Oggi, ma nel 1981, in tutta Italia, “Gioca jouer”, di Claudio Cecchetto, su musica di Claudio Simonetti, raggiungeva la vetta della classifica nazionale dei singoli. Il brano, pubblicato dall’etichetta discografica Hit Mania e distribuito dalla Fonit Cetra, era un ballo di gruppo con sottofondo in stile “Whatever you want”, del gruppo rock britannico Status Quo, uscito il 14 settembre 1979.
Il tormentone di Cecchetto era stato lanciato ulteriormente in quanto sigla dell’edizione numero 31 del Festival di Sanremo, dal 5 al 7 febbraio precedenti, condotto proprio dal disk-jockey di Ceggia, in provincia di Venezia, classe 1952, che era stato affiancato, sul palco del teatro Ariston della Città dei fiori, da Eleonora Vallone e Adionilla “Nilla” Pizzi. Quella kermesse canora, che aveva per il secondo anno consecutivo Cecchetto come mattatore, era stata vinta da “Alice”, pseudonimo di Carla Bissi (nella foto, particolare, con il Leone d’oro, accanto al futuro fondatore di Radio Deejay, la Pizzi e la Vallone, dall’archivio Mondadori/Tv sorrisi e canzoni), con “Per Elisa”.
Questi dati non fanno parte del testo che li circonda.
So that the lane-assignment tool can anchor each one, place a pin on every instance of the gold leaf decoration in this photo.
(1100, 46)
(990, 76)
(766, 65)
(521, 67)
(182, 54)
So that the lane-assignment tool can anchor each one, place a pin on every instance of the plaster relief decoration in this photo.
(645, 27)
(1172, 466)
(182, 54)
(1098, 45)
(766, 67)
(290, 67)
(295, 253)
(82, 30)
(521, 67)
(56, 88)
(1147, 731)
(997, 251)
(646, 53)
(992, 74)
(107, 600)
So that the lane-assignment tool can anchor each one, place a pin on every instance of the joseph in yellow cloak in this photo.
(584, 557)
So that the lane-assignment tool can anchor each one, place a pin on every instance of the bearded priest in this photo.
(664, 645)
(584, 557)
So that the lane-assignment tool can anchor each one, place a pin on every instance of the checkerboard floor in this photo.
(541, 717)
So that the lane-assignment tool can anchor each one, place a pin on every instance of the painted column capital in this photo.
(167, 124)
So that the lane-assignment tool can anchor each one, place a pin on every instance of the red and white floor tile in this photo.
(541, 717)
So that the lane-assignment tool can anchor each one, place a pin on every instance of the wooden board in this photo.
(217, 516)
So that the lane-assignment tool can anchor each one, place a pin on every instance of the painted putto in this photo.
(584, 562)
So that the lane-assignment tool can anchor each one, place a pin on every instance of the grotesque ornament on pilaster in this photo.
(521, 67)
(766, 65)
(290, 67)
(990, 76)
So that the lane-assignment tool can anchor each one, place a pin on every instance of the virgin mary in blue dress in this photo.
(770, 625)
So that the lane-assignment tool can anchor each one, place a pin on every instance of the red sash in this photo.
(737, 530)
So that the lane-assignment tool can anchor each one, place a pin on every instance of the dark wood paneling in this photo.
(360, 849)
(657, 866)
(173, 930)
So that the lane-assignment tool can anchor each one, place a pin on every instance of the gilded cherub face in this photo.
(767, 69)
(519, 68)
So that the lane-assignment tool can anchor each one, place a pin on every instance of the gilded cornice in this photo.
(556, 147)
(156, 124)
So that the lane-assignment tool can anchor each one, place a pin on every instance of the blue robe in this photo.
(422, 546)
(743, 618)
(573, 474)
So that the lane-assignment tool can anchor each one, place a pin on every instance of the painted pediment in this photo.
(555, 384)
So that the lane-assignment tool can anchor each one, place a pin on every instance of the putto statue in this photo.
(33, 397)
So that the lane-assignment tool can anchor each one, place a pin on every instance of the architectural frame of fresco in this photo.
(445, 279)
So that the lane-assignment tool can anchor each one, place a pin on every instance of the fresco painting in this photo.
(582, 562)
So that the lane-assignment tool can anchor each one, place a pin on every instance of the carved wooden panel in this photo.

“Gioca jouer”, il 31 dicembre successivo, chiuderà la hit-parade tricolore dei 45 giri in settima piazza, alle spalle di: “Out here on my own”, di Nikka Costa; “Enola gay”, di Orchestral Manoeuvreus in the Dark; “Woman in love”, di Barbra Streisand; Amoureux solitaires”, di Lio; “Bette Davis eyes”, di Kim Carnes; “Sarà perché ti amo”, dei Ricchi e Poveri. “Gioca jouer” balzava in cima alla selezione del Belpaese dei singoli superando le 500mila copie vendute nel primo trimestre dal rilascio. Anche la versione strumentale, inserita nel b-side del disco, era molto apprezzata.